[F] Embarrased…and conflicted..

[F] Embarrased…and conflicted..

Last night was the first night I’ve been able to see my…’friend’ in a while. There have been a couple times in the past 2 weeks that I’ve been able to sneak out and see him, but we haven’t had much time together, so in those moments I’ve taken the chance to get as much cum out of him as I can, because that’s so much more important. Since I rarely play with myself, it had been what I feel like was a reallyyyy long time (3 weeks/month) since the last time I got off.

When i snuck out to see him last night my head went so blank and numb, so quickly. All it took was a few deep, sloppy, I miss you kisses before I was lost in the feeling of him. It was soo pathetically quick. And then his hand was around my throat, squeezing so hard that my vision was going black around the edges and it felt like he was taking every breath from me, kissing me so desperately..he used the hand around my neck to push me back, hard, against the seat and then while still only barely letting me breathe, whispering in my ear ‘did you miss me?’, ‘I bet that tiny little pussy is soaked right now, you’re already dripping for me aren’t you?’

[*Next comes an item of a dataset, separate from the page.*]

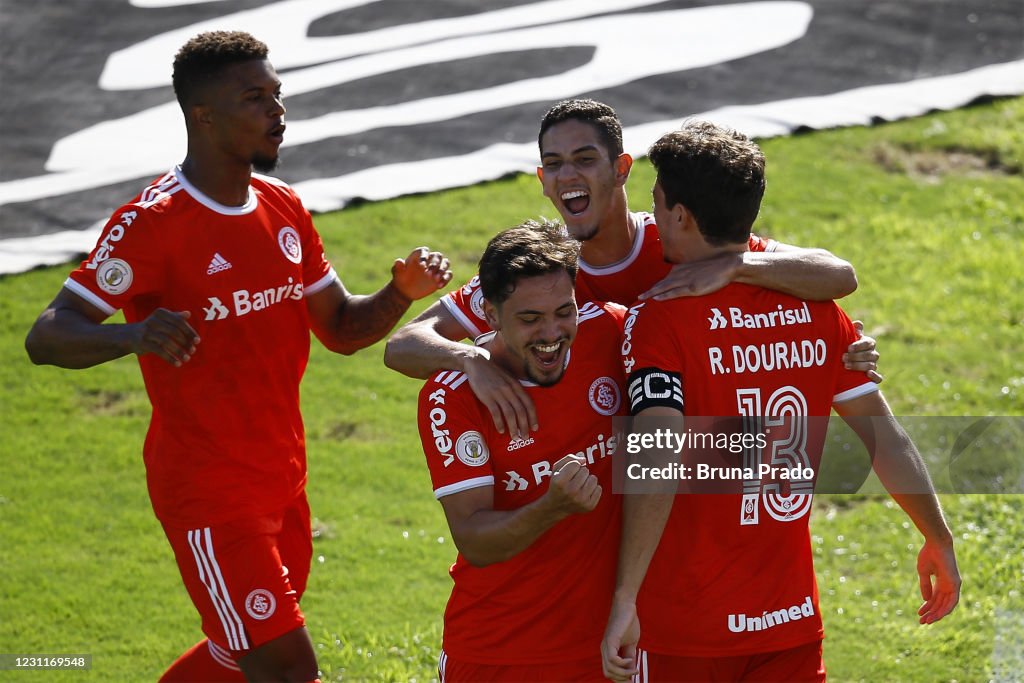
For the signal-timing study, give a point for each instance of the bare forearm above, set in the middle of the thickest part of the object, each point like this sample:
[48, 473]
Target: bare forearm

I was already breathing heavy, trembling under his touch when his hand made its way from my neck, over my stomach, sliding under my clothes, so slowly moving his hand in between my legs…pressing his palm down, so I can feel him cupping my already aching little pussy. And then he just leaves it there. Groaning in my ear now, about how good I feel, how he can already tell how wet I am, and how I’m such a bad fucking girl for not letting him see me sooner. I felt soo desperately needy just feeling his hand on me, and his breath in my ear, I didn’t even realize that there were moans coming out of me because I was so focused on the way my pussy felt like it was literally throbbing in his hand, and the way my tummy felt like it was doing somersaults, and my heart was racing like crazy. It wasn’t until he was groaning in my ear ‘are you going to come for me? I can feel your slutty little pussy dripping on to my hand baby, look at you. So worked up just because I’m touching you and talking to you’.

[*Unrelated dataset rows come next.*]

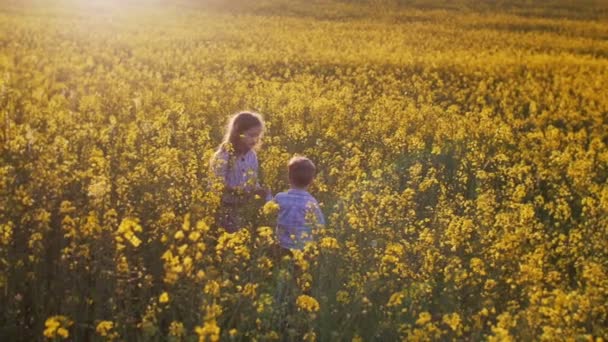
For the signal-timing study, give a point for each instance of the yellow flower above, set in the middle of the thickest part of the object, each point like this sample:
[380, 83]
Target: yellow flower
[270, 208]
[396, 299]
[104, 327]
[423, 318]
[329, 243]
[307, 303]
[176, 329]
[56, 326]
[164, 298]
[209, 331]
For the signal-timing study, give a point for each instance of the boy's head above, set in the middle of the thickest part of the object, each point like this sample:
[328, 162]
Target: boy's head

That’s when I realized just how heavy I was breathing, basically panting for him, and all the little moans, and gasps coming out of me, the way I was just repeating his name because I couldn’t say anything else. I opened my eyes finally, and the second I met his, and seen the smile on his face and a look in his eyes that made me shiver, the tears started coming. I wasn’t expecting it, I’ve never felt more pathetically needy than I did the second I felt my eyes fill up. The smile on his face just got even bigger…he told me I was such a good girl, and then his hand was back around my throat and my tears were running down it. His other hand pressing even closer against me, he noticed it the second that my eyes glazed over and his grip on my throat got even harder. I started squirming against him, trying so hard to get out of his reach because I was so embarrased that he was barely doing anything and my body and my head were responding the way that they were..he didn’t let me move an inch. As soon as he realized I was trying to wiggle out of his grip he held me down and in place by my neck, made me look him in the eyes, and just said ‘come for me’. I had absolutely no control over my body, as soon as he said it the tears really came pouring out, I was throwing myself against the weight of his arms still holding me down, and he just started laughing. ‘That’s it baby, come for me’ ‘Holy fuck you’re just pouring on me, that’s it, keep coming’. And I did, until my head went completely dizzy, and then fuzzy. I felt myself starting to black out and my eyes roll and the whole time in my ear I was hearing ‘that’s right, that’s my good girl, shh you’re such a good fucking girl’.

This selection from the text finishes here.